Merit is not always synonymous with intelligence, education, qualifications, degrees, or effort; it often reflects the reproduction of privileges based on caste, class, gender, and racial position, rewarding or marginalising individuals and groups according to their networks of power.

A meritocratic system built on such networks preserves, protects, and promotes existing power structures, undermining the distributive logic of democracy. So, meritocratic politics in a democracy does not necessarily translate into the reforms that Dr. Tharoor envisions.

Rising inequality under capitalist democracies reveals that the political ideology of meritocracy is often an illusion of efficient welfare delivery and effective governance.
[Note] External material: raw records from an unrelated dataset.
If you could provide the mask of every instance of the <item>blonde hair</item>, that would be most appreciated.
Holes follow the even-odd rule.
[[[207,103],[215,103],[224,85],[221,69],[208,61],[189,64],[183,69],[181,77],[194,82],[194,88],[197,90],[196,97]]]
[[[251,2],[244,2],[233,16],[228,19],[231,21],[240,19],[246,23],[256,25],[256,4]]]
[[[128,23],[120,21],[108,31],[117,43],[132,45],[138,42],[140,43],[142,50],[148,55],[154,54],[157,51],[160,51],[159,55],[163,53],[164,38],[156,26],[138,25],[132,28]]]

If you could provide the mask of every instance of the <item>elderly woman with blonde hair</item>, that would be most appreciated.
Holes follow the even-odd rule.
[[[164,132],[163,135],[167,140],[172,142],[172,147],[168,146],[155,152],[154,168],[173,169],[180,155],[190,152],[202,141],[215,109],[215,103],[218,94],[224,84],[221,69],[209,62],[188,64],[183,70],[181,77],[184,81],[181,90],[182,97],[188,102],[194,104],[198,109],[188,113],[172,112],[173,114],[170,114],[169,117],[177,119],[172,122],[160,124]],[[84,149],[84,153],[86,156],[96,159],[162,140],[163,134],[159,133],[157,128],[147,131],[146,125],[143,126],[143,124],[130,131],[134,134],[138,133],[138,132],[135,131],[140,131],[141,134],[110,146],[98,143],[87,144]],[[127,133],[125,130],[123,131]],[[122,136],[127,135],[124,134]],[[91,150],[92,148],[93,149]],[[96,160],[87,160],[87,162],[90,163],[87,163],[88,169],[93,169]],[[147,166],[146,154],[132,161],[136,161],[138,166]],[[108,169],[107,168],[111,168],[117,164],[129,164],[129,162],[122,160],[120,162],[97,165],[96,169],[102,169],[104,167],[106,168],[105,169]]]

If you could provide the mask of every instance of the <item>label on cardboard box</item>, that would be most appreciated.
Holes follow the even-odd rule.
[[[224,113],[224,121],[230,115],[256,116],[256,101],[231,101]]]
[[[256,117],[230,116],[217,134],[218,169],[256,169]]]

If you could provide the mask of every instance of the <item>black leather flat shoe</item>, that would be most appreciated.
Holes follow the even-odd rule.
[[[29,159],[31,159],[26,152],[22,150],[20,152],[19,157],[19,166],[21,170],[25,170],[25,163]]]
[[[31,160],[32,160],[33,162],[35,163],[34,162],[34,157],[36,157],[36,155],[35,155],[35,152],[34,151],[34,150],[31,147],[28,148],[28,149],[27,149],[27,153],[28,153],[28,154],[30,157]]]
The democratic framework itself can restrict social, political, and economic mobility, reproducing inequalities through the inheritance of wealth and power via dynasties.

Meritocratic politics, therefore, offers no inherent virtues or values; it is often merely a consolidation of elite power. In short, “right diagnosis, wrong prescription” aptly characterises Tharoor’s article.

It is time to redefine meritocracy in politics as a political culture and ideology rooted in commitment to working people, individual sacrifices for the greater common good, and leadership based on collective values rather than personal accumulation of wealth and power. Such a system of political meritocracy can only be realized through continuous revolutionary mobilisation of the working people, aimed at protecting and promoting collective prosperity in accordance with the will and interests of the working people.

Mass movements of working people are the only force capable of producing a political system grounded in political meritocracy, committed to the collective foundations of knowledge, skills, wealth, democracy and a decentralised governance structure where people truly exercise power over their own lives. In such a system, there is no space for reactionary or authoritarian rule, whether dictated by capitalist markets or their consultants in politics, whether in dynastic or so-called meritocratic forms.

(This article is the author's rejoinder to Dr Shashi Tharoor’s article “Indian Politics Are a Family Business”, published in Project Syndicate on October 31, 2025.)

Views and opinions expressed here are the author's own.